Comment concilier progrès économique et social sans mettre en péril l’équilibre naturel de la planète ? Comment répartir les richesses entre les pays riches et ceux moins développés ? Et surtout, comment faire en sorte de léguer une terre en bonne santé à nos enfants ?
C’est pour apporter des réponses concrètes à ces questions qu’est né le concept de développement durable.
Dans les années 60, le développement économique et la protection de l'environnement sont présentés comme antinomiques, eu égard l'épuisement des ressources (énergie, eau, sols), la pollution et la surexploitation des systèmes naturels.
Cette antinomie a été dépassée dans les années 1990 avec la notion de développement durable.

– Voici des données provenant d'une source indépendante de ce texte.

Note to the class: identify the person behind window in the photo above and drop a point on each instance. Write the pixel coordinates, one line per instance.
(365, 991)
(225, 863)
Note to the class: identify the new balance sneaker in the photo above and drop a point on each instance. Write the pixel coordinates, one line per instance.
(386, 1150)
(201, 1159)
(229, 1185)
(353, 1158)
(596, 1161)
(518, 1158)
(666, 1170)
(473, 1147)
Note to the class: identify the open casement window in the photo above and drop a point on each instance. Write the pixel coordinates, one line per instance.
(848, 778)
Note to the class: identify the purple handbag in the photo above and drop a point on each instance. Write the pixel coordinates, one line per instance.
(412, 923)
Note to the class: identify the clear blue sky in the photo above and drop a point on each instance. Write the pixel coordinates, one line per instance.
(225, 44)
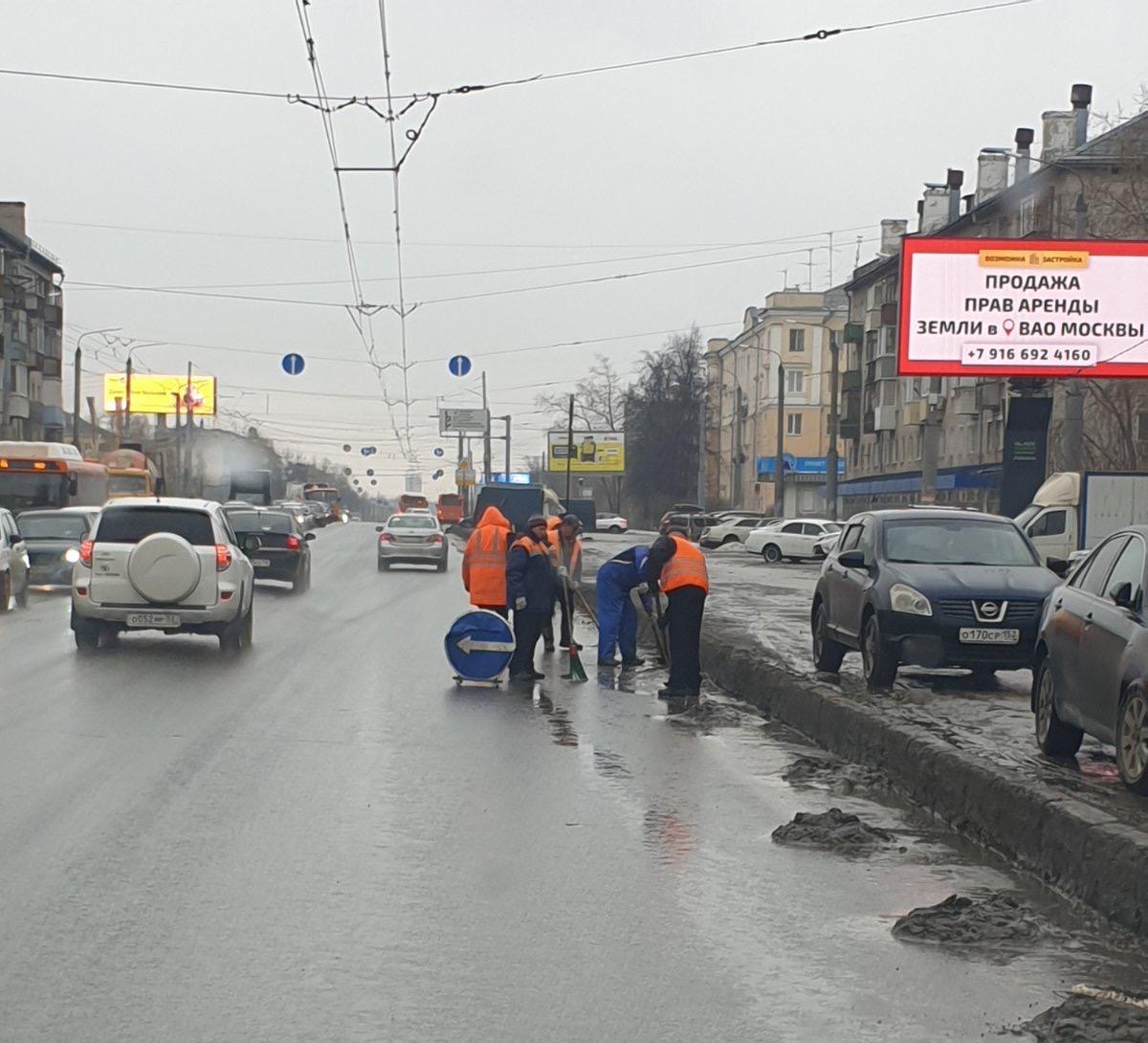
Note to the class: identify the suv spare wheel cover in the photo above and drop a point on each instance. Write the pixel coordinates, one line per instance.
(164, 567)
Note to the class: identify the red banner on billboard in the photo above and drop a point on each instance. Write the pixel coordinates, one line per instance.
(1023, 308)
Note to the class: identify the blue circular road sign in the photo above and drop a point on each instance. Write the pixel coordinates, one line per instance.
(479, 646)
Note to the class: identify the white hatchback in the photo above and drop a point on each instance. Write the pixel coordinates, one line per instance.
(795, 539)
(164, 565)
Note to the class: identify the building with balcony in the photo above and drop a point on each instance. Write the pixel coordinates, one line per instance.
(901, 432)
(793, 330)
(32, 333)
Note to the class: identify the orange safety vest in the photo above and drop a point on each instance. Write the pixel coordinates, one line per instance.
(556, 542)
(485, 561)
(686, 568)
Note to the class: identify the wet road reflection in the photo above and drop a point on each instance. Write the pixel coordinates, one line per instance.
(326, 840)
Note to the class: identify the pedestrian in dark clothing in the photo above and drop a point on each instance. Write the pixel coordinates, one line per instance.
(567, 548)
(531, 580)
(678, 567)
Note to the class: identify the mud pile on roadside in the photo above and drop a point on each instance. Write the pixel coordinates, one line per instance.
(841, 777)
(960, 921)
(1086, 1019)
(833, 831)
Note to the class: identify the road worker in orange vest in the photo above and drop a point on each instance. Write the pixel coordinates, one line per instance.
(485, 562)
(567, 549)
(678, 567)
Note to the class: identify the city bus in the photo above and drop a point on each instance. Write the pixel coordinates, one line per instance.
(325, 494)
(49, 475)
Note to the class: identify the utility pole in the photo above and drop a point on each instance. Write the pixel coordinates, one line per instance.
(701, 451)
(833, 425)
(486, 433)
(780, 459)
(569, 449)
(1073, 388)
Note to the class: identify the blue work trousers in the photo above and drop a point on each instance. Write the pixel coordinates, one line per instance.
(618, 620)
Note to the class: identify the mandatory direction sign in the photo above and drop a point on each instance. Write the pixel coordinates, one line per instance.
(479, 646)
(293, 365)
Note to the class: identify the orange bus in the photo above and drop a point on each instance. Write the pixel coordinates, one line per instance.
(49, 475)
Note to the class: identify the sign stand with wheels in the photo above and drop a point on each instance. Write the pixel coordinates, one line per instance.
(479, 646)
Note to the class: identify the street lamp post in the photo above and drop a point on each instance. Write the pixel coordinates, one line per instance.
(78, 362)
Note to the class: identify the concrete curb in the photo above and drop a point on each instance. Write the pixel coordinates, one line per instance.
(1069, 844)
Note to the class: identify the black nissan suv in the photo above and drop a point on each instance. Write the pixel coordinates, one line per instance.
(931, 588)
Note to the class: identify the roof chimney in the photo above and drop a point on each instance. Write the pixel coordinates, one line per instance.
(934, 208)
(1023, 138)
(11, 218)
(893, 233)
(1082, 99)
(954, 179)
(992, 173)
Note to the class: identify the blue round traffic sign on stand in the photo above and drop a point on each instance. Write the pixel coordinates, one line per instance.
(479, 646)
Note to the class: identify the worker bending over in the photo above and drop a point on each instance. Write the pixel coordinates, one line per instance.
(618, 619)
(678, 567)
(485, 562)
(567, 550)
(531, 579)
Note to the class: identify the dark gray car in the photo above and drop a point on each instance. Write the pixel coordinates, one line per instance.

En 1992, le Sommet de la Terre organisé par les Nations Unies à Rio de Janeiro (Conférence des Nations Unies sur l’Environnement et le Développement, CNUED), a alerté l’opinion sur les conséquences du pillage des matières premières, sur l’augmentation de l’effet de serre et sur la dégradation rapide des équilibres écologiques.

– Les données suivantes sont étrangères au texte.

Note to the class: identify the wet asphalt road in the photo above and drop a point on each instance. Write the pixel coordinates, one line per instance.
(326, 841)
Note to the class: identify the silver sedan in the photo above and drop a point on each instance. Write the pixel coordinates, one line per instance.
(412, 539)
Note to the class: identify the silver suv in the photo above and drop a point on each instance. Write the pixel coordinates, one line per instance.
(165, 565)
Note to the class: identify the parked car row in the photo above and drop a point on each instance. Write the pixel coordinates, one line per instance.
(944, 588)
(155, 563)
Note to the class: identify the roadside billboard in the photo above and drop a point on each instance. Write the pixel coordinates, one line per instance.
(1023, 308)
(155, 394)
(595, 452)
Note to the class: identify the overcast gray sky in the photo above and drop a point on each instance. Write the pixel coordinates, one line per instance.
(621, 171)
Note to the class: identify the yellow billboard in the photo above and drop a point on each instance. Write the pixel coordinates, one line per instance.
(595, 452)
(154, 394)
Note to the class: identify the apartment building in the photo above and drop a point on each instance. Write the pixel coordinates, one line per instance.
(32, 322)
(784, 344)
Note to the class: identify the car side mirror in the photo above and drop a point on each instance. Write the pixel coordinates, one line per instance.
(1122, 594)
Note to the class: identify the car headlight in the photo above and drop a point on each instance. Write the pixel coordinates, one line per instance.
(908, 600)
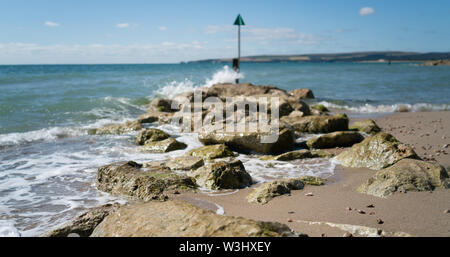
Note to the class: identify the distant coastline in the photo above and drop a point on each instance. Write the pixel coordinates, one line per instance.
(340, 57)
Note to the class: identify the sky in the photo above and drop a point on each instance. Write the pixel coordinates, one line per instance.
(170, 31)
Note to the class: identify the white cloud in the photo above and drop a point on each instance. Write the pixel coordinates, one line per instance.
(122, 25)
(51, 24)
(366, 11)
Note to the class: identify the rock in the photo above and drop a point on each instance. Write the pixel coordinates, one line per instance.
(180, 219)
(143, 184)
(185, 163)
(164, 146)
(162, 105)
(124, 128)
(367, 126)
(209, 152)
(318, 124)
(302, 93)
(311, 180)
(406, 175)
(222, 175)
(151, 135)
(376, 152)
(267, 191)
(320, 108)
(299, 154)
(247, 142)
(335, 139)
(84, 224)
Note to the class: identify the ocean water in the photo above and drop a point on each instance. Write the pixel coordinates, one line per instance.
(48, 161)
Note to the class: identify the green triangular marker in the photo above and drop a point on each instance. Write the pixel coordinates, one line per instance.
(239, 21)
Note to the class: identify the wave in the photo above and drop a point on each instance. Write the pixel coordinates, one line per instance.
(386, 108)
(224, 75)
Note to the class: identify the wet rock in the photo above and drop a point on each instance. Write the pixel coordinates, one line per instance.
(124, 128)
(318, 124)
(209, 152)
(335, 139)
(84, 224)
(222, 175)
(267, 191)
(302, 93)
(299, 154)
(164, 146)
(250, 141)
(180, 219)
(143, 184)
(368, 126)
(406, 175)
(185, 163)
(151, 135)
(376, 152)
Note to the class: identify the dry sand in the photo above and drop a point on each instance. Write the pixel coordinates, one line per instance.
(415, 213)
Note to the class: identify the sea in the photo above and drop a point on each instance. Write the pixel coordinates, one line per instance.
(48, 161)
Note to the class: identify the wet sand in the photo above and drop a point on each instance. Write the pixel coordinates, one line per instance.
(415, 213)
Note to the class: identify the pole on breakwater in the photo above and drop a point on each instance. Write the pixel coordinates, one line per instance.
(236, 62)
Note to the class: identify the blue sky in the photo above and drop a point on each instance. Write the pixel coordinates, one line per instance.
(134, 31)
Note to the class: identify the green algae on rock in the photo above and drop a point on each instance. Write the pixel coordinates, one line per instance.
(180, 219)
(406, 175)
(222, 175)
(376, 152)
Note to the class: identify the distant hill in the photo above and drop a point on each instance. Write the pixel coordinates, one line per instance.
(341, 57)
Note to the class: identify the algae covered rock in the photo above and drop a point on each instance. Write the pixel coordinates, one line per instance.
(299, 154)
(267, 191)
(180, 219)
(151, 135)
(129, 179)
(222, 175)
(184, 163)
(317, 124)
(209, 152)
(335, 139)
(406, 175)
(164, 146)
(84, 224)
(376, 152)
(124, 128)
(250, 141)
(368, 126)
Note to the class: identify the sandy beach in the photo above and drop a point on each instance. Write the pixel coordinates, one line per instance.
(413, 213)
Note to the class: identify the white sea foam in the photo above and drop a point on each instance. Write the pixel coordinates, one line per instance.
(225, 75)
(383, 108)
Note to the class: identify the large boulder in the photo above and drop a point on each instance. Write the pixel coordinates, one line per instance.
(406, 175)
(335, 139)
(164, 146)
(180, 219)
(299, 154)
(302, 93)
(130, 180)
(151, 135)
(376, 152)
(124, 128)
(84, 224)
(267, 191)
(250, 141)
(222, 175)
(184, 163)
(317, 124)
(209, 152)
(368, 126)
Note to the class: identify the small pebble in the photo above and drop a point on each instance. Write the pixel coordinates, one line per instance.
(347, 234)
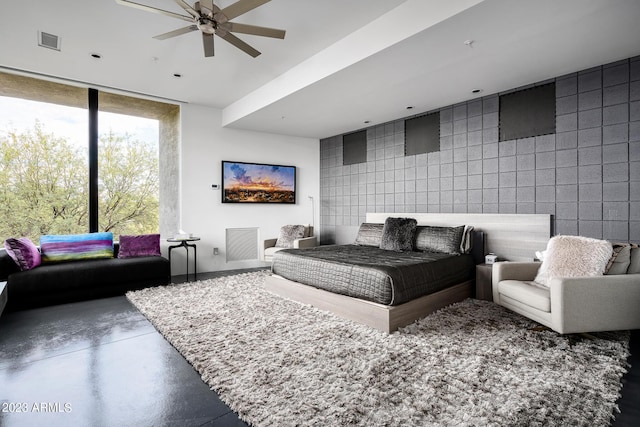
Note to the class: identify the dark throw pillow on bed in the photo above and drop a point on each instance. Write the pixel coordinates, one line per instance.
(439, 239)
(289, 233)
(369, 234)
(397, 234)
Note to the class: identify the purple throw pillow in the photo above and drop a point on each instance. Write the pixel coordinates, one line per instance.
(140, 245)
(25, 254)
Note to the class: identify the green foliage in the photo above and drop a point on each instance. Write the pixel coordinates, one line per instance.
(128, 185)
(44, 185)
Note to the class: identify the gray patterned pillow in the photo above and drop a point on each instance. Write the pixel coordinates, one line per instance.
(439, 239)
(289, 233)
(398, 233)
(369, 234)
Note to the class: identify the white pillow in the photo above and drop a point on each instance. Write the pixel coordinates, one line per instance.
(574, 256)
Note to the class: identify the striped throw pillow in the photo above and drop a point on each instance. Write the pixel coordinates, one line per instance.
(74, 247)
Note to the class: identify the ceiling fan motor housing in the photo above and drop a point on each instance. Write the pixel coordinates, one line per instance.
(206, 25)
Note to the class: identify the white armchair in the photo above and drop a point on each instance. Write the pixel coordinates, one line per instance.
(307, 241)
(571, 305)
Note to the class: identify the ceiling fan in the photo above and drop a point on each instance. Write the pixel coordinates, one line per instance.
(210, 19)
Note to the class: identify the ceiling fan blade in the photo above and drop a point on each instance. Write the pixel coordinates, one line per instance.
(177, 32)
(240, 7)
(207, 42)
(154, 10)
(255, 30)
(188, 8)
(238, 43)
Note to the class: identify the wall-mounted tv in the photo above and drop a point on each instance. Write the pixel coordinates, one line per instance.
(258, 183)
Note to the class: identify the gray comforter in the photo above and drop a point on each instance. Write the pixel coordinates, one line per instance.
(373, 274)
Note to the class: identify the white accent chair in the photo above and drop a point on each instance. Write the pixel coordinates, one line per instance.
(571, 305)
(307, 241)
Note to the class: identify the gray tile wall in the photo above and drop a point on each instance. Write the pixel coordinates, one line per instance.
(587, 174)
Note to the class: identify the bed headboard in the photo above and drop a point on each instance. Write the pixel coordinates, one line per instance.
(513, 237)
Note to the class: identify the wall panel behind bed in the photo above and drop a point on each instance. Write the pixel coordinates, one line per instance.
(514, 237)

La cause du développement durable a été consacrée par 182 États. Les chefs d’État présents à ce sommet se sont engagés sur trois principes :
- Prise en considération de l’ensemble du cycle de vie des matériaux
- Développement de l’utilisation des matières premières et des énergies renouvelables
- Réduction de la quantité de matière première et d’énergie utilisées
La conférence de Rio a donné naissance à des nouveaux types d’accords multilatéraux sur l’environnement.
Le programme de développement mondial qui a suivi le Sommet de Rio se nomme l’Agenda 21 (projet pour le 21ème siècle) et a été imité ensuite au niveau local par les collectivités territoriales européennes.
En France, les initiatives sont orchestrées par le Comité 21, association qui regroupe l’État, les collectivités, des associations, des entreprises et des industries.
Le Sommet de Kyoto de 1996 s’est voulu plus opérationnel. Les États se sont engagés à diminuer l’émission des gaz à effet de serre en agissant sur trois facteurs :
- Réduire la consommation d’énergie
- Remplacer les énergies fossiles par des énergies renouvelables
- Stocker du carbone.
Le Sommet de 2002 à Johannesburg, 10 ans après Rio, a été l’occasion pour les États des Nations Unies de faire le point sur la mise en œuvre de l’Agenda 21 et des Conventions Internationales qui furent adoptées pour permettre à l’humanité de progresser dans le sens du développement durable.
Les entreprises, les pouvoirs publics et la société civile devront travailler main dans la main afin de réconcilier trois mondes qui se sont longtemps ignorés : l’économie, l’écologie et le social.
À long terme, il n’y aura pas de développement possible s’il n’est pas économiquement efficace, socialement équitable et écologiquement tolérable.